Brahmin sit outside a temple with a MacBook.

Let’s turn this decade into a 10 year hackathon – and hack a better future.

All thinking is a construct. So is our model of the world and how we think to navigate it. We forget that what we think is not reality. 

What we think is shaped, to some extent, by reason, logic and science. To a great extent, what we think is shaped by our genes, hormones, environment and cultures. Our thoughts are also shaped by what is fed to us via Facebook and most importantly by our mythologies. Modern, secular, scientific societies are no less prone to these mythologies. No one identifies and communicates this better than Yuval Harari in his bestseller Homo deus. It you haven’t read it, please do – it is simply the best book I have ever read by a big margin. 

Harari points out that the mythology of our society is a humanist one, based on the idea of free will, a concept which is completely scientifically untenable. In science, things have causes, so there is no room for free will or indeed for concepts such as freedom of choice. As committed scientists say, ‘If you believe in free will, you might as well believe in magic’. [As an aside, I think there is a way out here by seeing ourselves as spiritual beings, but that currently has no place in science – I will share some thoughts and experiences in a future blog. I am sure you have thoughts on this too]. 

The concept of free will was not a problem in the twentieth century – but now, as Harari points out, technology allows us to hack all the factors on which we make decisions. An obvious example is the hacking of the Brexit vote via Facebook. But this just clearly shows us what was happening all along – we, like it or not, to a greater or lesser extent, are brain-washed by the information we are fed.
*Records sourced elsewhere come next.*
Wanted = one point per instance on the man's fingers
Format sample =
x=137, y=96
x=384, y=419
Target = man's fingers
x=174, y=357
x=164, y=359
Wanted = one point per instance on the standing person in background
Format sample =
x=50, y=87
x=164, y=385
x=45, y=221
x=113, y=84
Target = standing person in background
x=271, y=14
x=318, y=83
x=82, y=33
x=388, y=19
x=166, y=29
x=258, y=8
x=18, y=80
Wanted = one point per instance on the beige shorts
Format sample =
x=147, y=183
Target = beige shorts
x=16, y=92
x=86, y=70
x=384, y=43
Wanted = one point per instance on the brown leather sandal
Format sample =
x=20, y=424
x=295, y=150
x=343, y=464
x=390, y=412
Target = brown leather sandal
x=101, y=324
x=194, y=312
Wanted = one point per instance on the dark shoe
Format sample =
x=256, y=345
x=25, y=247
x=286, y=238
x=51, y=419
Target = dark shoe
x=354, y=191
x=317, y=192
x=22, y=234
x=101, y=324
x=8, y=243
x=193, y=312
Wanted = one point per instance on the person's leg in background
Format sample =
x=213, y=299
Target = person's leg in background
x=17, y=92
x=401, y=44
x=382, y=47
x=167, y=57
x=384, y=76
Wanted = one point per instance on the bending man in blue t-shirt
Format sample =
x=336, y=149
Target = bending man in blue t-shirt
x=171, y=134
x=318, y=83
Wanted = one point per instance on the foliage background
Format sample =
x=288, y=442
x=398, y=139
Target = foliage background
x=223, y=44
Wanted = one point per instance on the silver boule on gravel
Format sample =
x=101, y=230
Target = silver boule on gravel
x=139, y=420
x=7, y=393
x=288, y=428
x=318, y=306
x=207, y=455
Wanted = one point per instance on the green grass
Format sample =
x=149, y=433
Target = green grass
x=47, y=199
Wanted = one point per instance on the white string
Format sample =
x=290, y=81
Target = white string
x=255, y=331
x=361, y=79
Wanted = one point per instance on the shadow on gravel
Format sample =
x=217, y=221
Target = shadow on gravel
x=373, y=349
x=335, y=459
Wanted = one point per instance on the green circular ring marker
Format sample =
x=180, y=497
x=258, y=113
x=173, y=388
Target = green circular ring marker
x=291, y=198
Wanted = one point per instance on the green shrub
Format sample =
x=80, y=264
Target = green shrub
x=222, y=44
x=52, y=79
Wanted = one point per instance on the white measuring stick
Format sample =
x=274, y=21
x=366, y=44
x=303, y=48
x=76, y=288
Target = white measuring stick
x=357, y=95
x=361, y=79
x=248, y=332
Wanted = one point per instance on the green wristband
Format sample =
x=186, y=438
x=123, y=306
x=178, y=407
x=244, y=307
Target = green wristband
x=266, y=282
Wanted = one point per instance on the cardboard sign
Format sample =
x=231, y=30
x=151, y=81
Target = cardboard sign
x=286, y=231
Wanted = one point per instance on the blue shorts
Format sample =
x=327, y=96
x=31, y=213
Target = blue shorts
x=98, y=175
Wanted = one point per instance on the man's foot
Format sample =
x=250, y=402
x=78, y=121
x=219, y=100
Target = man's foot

A lot of this information tells us to consume more and more products, services and experiences, which is destroying the fabric of the planet on which we depend. There was a time when the planet could cope with the concept of freedom of choice, but it simply can’t now.

Fortunately, we don’t need to believe in the concept of free will. At least not in the way we now view it, because it is not useful to us anymore. This might be very challenging as we hold on tight to our cultural mythologies. We are so deeply conditioned in our society to believe in free will and freedom of choice that we simply can’t believe it doesn’t exist.
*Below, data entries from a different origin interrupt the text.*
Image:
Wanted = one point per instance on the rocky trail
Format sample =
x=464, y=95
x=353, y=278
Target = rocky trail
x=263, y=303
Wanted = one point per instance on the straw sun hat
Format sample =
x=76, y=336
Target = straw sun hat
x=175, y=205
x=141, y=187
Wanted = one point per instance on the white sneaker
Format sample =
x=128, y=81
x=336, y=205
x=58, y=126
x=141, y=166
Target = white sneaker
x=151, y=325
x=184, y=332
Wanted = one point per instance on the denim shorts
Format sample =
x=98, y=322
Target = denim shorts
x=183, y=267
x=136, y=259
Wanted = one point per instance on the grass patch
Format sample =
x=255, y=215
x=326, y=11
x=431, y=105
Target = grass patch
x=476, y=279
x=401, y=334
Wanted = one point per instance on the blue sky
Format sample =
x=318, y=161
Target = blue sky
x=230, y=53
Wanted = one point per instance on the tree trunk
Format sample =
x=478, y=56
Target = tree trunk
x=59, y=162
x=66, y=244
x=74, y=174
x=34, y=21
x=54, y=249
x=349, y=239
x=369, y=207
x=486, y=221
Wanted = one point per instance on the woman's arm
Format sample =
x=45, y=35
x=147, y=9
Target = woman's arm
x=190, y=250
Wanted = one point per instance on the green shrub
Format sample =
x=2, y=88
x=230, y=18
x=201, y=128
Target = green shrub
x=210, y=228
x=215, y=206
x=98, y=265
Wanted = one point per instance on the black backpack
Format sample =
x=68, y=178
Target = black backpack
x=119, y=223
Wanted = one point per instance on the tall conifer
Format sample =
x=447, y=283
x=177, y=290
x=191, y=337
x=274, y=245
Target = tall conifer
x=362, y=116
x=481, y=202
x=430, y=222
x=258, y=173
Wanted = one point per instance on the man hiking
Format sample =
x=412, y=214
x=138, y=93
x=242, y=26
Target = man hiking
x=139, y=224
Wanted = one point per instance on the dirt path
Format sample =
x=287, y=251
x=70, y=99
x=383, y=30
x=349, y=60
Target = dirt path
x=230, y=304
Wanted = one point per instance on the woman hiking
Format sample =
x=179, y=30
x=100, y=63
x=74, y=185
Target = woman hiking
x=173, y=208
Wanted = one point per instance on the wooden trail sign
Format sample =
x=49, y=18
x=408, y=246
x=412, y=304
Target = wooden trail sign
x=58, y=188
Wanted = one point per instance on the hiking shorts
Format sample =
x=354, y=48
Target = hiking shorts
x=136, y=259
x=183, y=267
This is where meditation comes in handy. Harari ascribes his insights to Vipassana meditation. Vipassana translates to ‘seeing reality as it is’. It is a very ancient form of meditation, taught by the now deceased SN Goenka. This is the same meditation training I took up thirty years ago and I ascribe the conception of One Planet Living to this technique. Give it a go. It can help you see that you are not your thoughts or your beliefs. With a bit of training, you can experience that for yourself. 

Vipassana is based within the Eastern concept of enlightenment; the polar opposite of the European Enlightenment. The latter being built on concepts such as ‘I think therefore I am’. Vipassana allows for a different way of processing information, which uses parts of our brains, predominantly underdeveloped in our western societies. One is not better than the other, but we are most powerful when we develop both faculties.

Not believing in the mythology of free will does not mean we need to remove choice. Ironically, it can give us more freedom; the freedom to act in ways which are better for us, and the planet. Accepting that all decisions are made within a context allows us to manage, or nurture, the contexts in which those decisions are made. Price signals, culture, peer pressure, data and information are all things which can be managed to support us to make decisions. Decisions which are better for us as individuals and for sustainability. 

What does this mean for tackling the climate and ecological emergency? 

It means we can hack all the factors (i.e. create the physical, cultural and emotional environment), which make the planet-friendly choice the easy, attractive and affordable choice: a ‘nudge on steroids’ if you like. Rather than think in terms of freedom of choice, we can literally choose to hack a better future. 

We have ten years to turn things around. This is the decade when we have to get sustainability done. Let’s have a ten year hackathon and create the future we want.